The Trump administration's criminal fraud charges against the anti-hate group watchdog the Southern Poverty Law Center are haphazardly conceived and doomed to failure, former federal prosecutor Andrew Weissmann told MS NOW's Ari Melber on Thursday.
"Let's start there," said Melber, himself a lawyer by training. "Your view of the case legally. And if it doesn't have legal merit, what is it?"
"This has all the hallmarks of being a spectacularly failed indictment," said Weissmann.
"It is a speaking indictment where the government presumably is putting its best foot forward, where if it has good evidence and key evidence, you would expect to see it there," Weissmann continued. "And this is what is missing from the core allegations in the indictment. The theory of the fraud that's charged is that the donors to the Southern Poverty Law Center were told that they would be giving money for Purposes A, and in fact, that those purposes were not A. In other words, that they were told that this money would not be going to, for instance, doing this sort of undercover work.

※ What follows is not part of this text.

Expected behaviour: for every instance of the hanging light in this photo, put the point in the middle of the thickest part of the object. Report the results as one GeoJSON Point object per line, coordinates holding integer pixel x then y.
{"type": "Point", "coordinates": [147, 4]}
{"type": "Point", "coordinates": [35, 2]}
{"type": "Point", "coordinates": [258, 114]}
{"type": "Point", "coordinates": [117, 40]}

And in fact, the money was being used to go for this undercover work."
"Here's the problem," he said. "That's not what the indictment alleges. And there's not a single piece of evidence cited for any donor being specifically told the methodology that the Southern Poverty Law Center would engage in. In other words, if there was a fraud, you need to have some specific statement that was told to the southern poverty law center donors. That was then proved to be not just false, but a lie. And here there isn't even a specific statement that's alleged to be false that was made to a donor."
"One of the things ... I would have expected is, where's the evidence that any owner has told the government that they were misled, that they were told and given a specific promise as to how their money would be used?" said Weissmann. "I contrast this a lot with the We Build The Wall case, where Steve Bannon and others were charged and convicted because they're, the donors were alleged to have been told, and then it was proved up that none of the money would be going to such things as salaries or private costs that were being. And it was being funneled off to Steve Bannon and other executives. And that, in fact, was what the government could show, which was that the donors were told that A, but it was used for Not A."
"That's what's missing here, so I really can't imagine that the government has that proof, but they just somehow forgot to put that into the indictment," he added.